Como nasceu a vertente feminina da Reserva, a Eva? O esquema dela é o mesmo que deu início à marca Reserva. Começamos com um sistema de vendas em multimarcas, conseguimos um volume razoável e partimos para a loja própria. Além de ser um modo economicamente sustentável, também é uma forma de conhecer melhor as necessidades do público, escolher bem os fornecedores, fazer um bom posicionamento da marca, tudo isso antes de abrir uma loja própria. A Eva já era vendida em 200 pontos de venda antes de abrirmos a primeira loja, em Ipanema, no ano passado. Três meses depois, abrimos mais uma, no Rio Design Barra. Nesse ano, pretendemos abrir mais uma. 

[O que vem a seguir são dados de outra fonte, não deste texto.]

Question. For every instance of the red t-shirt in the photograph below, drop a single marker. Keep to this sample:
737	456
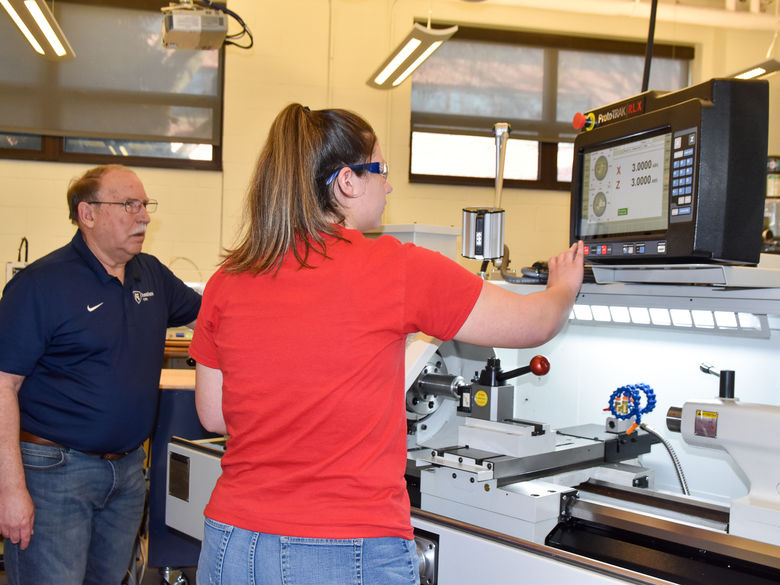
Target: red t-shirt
313	373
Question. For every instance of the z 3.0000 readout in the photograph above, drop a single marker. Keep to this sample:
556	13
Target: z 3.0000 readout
643	180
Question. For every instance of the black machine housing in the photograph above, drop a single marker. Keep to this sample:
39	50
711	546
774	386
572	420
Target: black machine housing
674	177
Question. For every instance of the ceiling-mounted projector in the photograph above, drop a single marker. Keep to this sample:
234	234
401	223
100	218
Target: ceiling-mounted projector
188	26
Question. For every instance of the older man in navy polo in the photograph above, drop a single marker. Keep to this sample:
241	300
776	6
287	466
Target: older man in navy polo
82	332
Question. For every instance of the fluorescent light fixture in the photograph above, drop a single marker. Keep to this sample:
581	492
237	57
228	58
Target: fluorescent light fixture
415	48
765	69
39	27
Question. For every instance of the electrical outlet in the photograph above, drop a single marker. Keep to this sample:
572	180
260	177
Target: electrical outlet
11	268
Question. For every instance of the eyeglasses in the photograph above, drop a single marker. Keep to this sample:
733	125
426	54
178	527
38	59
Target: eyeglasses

A marca Eva tem a mesma irreverência da Reserva? Ela é mais sutil, mais delicada, é a piada que a mulher ri, sabe? Não é aquele tipo de coisa que o homem fala e a mulher não acha graça. Ela, na realidade, não é o espelho da Reserva, que é bem mais rebelde e agressiva, ela é a mulher do homem da Reserva. Mas ainda vamos entender o que é a experiência Eva de atendimento. Para mim, isso é mais importante do que o produto. Temos que entender como a marca Eva vai ser para termos um plano de expansão.